Wednesday, January 09, 2008

Sermon: "Remembrance Sunday 2008" (Delivered 1-6-08)

[This is the 200th Sermon I've ever delivered]

Each year we gather for a time to remember lives that have ended in the past year. In your order of service you will find a list full of names recognizable and foreign, individuals who transcended the particularities of their communities and families and were deemed notable for some wider influence. The list is dominated by names known for artistic or athletic feats, political service, intellectual achievement, or the ability to simply attract media attention. Some of these lives blessed the world with their contributions to human knowledge, to beauty, to peace, to human equality. Other lives are remarkable for how they were squandered.

Each year there are a few names that rise up and are of particular interest to Unitarian Universalists and the demographics commonly represented in this congregation. But, I also like to point out those names we are likely to miss. If you ever drink Gatorade, you may think to note Robert Cade who died this past year, the inventor of the original sports-energy drink and the reason we have two and a half drink coolers in every Quick Trip stocked with fluorescent energy beverages. If you ever ate Rice-a-Roni, the San Francisco treat, you have Vincent DeDomenico to thank. He died this year at age 92. Next time you drive by a Bob Evans restaurant or a Les Schwab tire center, you may recall that both men are no longer of this world.

In the world of sports, this year saw the deaths of a plethora of young athletes – Josh Hancock, Sean Taylor, Damien Nash, Darrent Williams – the victims too often of youthful bad decision making. And it was certainly a bad year for professional wrestlers, if it can be said that there is ever a good year for professional wrestlers.

It was also a bad year for televangelists, most notably Jerry Falwell, but also James Kennedy, the founder of Coral Ridge ministries in Florida, and Billy Graham’s wife, Ruth.

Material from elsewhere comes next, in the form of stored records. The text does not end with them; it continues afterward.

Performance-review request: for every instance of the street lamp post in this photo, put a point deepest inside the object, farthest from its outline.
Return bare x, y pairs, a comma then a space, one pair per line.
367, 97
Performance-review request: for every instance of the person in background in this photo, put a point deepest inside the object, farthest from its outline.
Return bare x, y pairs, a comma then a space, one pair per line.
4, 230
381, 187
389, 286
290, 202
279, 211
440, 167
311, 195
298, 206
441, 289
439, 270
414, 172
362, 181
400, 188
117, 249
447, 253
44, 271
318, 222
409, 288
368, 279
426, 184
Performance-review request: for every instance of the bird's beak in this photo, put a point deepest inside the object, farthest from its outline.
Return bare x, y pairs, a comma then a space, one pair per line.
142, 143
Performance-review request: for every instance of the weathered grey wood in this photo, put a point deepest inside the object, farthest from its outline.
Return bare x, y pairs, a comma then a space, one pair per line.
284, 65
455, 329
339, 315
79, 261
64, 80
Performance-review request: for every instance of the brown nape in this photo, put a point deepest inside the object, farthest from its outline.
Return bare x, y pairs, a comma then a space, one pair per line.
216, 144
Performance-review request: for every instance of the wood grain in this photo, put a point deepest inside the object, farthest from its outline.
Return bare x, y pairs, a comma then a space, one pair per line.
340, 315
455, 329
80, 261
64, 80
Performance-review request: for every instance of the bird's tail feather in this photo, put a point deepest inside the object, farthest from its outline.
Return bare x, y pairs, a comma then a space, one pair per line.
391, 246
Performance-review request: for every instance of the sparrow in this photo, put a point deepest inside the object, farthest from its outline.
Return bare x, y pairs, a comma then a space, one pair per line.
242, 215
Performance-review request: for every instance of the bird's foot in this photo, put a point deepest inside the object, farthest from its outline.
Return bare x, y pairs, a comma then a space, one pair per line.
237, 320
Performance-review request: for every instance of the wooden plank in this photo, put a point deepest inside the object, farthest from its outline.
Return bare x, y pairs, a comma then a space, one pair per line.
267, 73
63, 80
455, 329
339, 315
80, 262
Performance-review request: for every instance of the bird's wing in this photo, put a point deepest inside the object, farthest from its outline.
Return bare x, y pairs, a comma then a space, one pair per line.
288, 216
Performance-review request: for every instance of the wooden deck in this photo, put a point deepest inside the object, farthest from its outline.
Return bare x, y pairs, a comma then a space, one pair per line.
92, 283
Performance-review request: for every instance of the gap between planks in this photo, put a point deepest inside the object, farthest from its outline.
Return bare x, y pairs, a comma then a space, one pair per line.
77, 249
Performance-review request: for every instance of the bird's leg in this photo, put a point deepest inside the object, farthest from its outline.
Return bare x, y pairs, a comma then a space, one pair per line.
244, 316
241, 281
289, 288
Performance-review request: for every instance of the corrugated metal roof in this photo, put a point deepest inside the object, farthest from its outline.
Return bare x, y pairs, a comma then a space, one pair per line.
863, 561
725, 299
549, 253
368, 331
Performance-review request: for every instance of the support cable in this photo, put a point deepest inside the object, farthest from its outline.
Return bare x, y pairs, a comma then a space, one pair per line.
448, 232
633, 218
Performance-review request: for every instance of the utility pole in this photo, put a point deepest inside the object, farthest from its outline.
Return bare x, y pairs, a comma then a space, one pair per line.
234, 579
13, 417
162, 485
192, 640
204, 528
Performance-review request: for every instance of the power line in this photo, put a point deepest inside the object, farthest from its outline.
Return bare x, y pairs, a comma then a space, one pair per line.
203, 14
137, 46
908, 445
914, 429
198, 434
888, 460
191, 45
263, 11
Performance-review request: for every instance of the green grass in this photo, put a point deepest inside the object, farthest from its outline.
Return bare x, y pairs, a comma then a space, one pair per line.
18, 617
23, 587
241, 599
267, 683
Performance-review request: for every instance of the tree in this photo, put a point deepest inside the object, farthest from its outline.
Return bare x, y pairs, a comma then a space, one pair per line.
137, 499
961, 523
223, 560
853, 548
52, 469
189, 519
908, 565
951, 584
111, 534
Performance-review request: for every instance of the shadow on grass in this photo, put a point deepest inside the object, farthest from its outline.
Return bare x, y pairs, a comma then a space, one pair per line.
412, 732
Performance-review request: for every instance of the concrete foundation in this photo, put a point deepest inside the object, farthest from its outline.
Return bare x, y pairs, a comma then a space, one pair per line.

While Falwell garnered the most attention, three religious figures passed with much less fanfare. One was the Anglican priest Chad Varah who founded the Samaritans suicide-prevention hot-line. The second was Father Robert Drinan, a Catholic priest whose religious views about the Vietnam War led him to become the first Catholic Priest to serve in Congress. Drinan ran on an anti-war platform and tried unsuccessfully to add military action in Cambodia to the list of charges for which President Nixon was impeached. And the third is Bruce Metzger, an academic and ordained Presbyterian minister, who was among the world’s greatest authorities on the Bible. In fact, Metzger headed the translation committee that produced the New Revised Standard Version of the Bible, the version most accepted by scholars and theologians. If your name appears on the cover page of the Bible, you are certainly worth mentioning!

There are people on the list who you might imagine I would mention at great length. I know a number of you adored Art Buchwald and a number of you adored Kurt Vonnegut and I know for many of you the name Molly Ivins stands above all others. But I would like to take this opportunity to lift up the lives of a couple of people it might be tempting to skip over.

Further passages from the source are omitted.